Continuous Availability for Your Business Networks.
This silo based methodology almost always results in the use of several different availability / DR technologies from an array of vendors, with noticably different designs, capabilities and limited/no integration points. For example, an online web ordering system might deploy network load balancing for front end web servers, some form of data mirroring or clustering for backend database servers, and a 3rd party availability
alternative for middleware. Point of sale solutions, CRM tools, and even BlackBerry messaging environments follow a similar prescription, employing alternate technologies for every layer in the application stack.
Employing such an approach to running a business continuity solution for your company application ecosystem has countless drawbacks. Initially, one must examine the cost implications of utilizing different technologies within a continuous availability or DR architecture. The most apparent cost is the capital outlay for the hardware/software alone. By electing (or being forced) to use different solutions from different vendors, there is no option to leverage economies of scale. Most hardware and software companies offer volume based pricing enticements for larger order sizes, but this option is obviously lost when various alternatives from different vendors are employed.
Moreover if each solution leverages different underlying hardware, disk, or OS technologies, an even higher total cost of ownership will be noticed.

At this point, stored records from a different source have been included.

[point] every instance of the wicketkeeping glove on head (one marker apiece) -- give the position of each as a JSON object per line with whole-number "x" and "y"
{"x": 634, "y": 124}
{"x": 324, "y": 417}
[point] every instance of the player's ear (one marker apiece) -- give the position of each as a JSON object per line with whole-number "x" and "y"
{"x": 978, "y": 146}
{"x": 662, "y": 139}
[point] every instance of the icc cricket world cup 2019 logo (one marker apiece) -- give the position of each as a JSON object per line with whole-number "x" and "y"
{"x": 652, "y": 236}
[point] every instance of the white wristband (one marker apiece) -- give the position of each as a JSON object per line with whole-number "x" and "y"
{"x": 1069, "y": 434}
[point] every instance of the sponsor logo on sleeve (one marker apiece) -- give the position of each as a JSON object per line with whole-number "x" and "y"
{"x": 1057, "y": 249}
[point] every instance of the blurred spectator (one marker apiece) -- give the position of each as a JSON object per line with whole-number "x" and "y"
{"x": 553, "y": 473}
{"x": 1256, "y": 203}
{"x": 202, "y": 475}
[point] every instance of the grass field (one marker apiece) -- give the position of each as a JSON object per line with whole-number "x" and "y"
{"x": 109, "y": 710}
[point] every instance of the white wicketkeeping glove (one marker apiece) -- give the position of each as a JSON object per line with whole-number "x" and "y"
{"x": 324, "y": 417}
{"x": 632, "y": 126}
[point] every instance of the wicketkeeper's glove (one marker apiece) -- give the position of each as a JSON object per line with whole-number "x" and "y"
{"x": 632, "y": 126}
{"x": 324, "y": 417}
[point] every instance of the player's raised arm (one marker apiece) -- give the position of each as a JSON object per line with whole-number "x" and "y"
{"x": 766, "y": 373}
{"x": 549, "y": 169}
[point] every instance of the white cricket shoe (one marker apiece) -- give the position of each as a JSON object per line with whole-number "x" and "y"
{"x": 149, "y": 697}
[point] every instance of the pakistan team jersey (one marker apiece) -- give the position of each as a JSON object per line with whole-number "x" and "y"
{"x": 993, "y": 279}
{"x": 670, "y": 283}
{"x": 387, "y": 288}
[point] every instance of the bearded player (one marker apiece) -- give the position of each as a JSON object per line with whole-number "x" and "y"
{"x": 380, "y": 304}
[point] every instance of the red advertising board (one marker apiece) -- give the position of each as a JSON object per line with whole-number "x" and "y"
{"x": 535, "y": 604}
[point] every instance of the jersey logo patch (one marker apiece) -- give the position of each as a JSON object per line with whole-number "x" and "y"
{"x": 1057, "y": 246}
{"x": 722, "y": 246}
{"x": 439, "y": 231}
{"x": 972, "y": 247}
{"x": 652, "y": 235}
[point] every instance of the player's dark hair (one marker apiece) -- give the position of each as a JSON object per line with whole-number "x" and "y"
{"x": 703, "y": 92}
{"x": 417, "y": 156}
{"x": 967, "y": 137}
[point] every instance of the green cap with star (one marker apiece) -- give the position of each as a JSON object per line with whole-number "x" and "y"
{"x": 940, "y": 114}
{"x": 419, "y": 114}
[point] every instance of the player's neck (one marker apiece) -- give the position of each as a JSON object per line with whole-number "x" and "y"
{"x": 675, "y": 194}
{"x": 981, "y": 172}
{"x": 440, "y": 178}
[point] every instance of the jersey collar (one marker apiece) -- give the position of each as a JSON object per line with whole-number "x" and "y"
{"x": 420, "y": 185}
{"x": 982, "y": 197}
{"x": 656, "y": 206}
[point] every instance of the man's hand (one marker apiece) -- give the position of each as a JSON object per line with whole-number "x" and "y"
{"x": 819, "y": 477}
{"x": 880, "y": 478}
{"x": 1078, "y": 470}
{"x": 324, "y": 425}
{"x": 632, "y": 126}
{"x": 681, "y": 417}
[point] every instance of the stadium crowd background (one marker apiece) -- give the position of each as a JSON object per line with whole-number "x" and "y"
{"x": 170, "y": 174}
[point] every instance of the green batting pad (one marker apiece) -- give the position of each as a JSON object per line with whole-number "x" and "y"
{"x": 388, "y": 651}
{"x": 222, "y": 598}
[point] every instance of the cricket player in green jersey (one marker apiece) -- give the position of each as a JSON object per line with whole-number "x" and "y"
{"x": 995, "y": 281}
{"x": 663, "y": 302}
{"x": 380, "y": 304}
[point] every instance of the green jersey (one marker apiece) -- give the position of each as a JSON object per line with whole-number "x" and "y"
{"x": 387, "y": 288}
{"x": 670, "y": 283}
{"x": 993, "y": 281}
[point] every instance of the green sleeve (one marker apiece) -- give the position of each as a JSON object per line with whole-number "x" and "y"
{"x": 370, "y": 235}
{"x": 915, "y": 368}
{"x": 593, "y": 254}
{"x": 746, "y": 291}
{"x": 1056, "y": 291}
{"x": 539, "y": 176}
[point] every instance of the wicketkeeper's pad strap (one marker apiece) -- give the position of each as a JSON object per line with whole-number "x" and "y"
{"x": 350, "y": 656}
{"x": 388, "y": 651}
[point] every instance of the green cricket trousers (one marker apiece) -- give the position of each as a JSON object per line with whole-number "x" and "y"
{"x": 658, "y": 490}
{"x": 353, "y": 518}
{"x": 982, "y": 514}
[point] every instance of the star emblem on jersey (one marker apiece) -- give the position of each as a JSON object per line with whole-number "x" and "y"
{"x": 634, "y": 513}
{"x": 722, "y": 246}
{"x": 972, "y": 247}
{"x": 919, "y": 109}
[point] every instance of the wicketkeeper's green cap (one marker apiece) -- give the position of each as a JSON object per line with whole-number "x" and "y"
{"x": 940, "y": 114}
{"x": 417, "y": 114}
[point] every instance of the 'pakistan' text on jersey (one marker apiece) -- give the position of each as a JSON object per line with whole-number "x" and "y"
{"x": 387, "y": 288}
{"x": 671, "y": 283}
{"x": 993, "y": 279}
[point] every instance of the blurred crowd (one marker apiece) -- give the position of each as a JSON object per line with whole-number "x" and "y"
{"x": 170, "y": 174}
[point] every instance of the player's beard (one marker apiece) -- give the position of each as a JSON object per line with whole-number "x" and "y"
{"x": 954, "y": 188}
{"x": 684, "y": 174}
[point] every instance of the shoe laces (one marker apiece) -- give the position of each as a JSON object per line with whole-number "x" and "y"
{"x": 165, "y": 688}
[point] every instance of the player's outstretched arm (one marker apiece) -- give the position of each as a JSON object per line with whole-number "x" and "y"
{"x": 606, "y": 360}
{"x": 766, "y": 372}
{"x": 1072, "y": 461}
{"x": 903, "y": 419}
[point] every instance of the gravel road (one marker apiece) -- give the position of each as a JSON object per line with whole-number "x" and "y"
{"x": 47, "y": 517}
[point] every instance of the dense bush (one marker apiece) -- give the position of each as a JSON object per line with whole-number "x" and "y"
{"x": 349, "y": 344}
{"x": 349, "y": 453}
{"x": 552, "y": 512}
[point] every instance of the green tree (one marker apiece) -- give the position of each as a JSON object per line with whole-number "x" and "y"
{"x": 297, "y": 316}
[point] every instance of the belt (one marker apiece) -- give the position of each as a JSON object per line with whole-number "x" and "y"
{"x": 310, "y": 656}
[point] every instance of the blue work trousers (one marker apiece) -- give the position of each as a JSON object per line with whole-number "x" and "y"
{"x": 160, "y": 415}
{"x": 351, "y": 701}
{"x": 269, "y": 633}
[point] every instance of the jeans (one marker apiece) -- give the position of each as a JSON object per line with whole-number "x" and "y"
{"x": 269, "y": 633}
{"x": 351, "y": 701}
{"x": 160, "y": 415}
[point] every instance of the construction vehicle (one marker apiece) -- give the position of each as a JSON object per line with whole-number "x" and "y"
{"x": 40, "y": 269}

Of course cost extends beyond just hardware and software to include implementation, training, and
ongoing management costs. Imaginedeploying even a comparatively basic, three tier application architecture. In the online web ordering example explained previously, one would need to deal with the somewhat daunting task of learning about not only the intricacies of SQL clustering, but also deployment and management of network load balancing and any middleware components needed. Each time a new variation of any of these solutions is released, theres the added cost of relearning a brand new technology.
Then examine the complexity of integrating disparate availability technologies from numerous vendors. Are they guaranteed to interoperate with one another? Is such interoperability built in (doubtful) or will some level of customization and manual scripting (very probably) be required, so that every tier can communicate with the other tiers? If custom scripting is necessary, what happens when even a lone part of the availability architecture changes? Will additional, custom consulting work be needed to develop and re test existing scripts? Last but not least, if and when something breaks down, whose responsibility is it to establish the root cause? With different solutions from different vendors, one must be wary of the inevitable finger pointing that may result when things go bad.
Naturally one option is to simply not integrate the solutions, after all, so long as every part is doing its job, isnt it safe to deduce that the whole system is operational? Not really. Consider for example the deployment of a multi tier, distributed architecture across physical sites for DR purposes. If the entire, primary production site fails, will the servers start up in the correct order and fashion at the remote site, or will some degree of interaction be needed from an administrator?
Now consider the more probabletype of failure, when just one component instead of an entire site fails. Unless youve set up a combined High Availability + Disaster Recovery solution, possibilities are that the single failed component will resume operations at the DR site. But in most cases, the latency between sites will be too high for any multi tier application to function correctly. In this situation, its best to actually fail all of the components across to the remote site as a single, cohesive unit. But once again, how does this coordination take place? Either we are back to scripting the failover in some fashion, or else some hands on administrator engagement is required. When that takes place,
recovery times certainly increase; when recovery times increase, so does the bottom line expense of the outage to the business.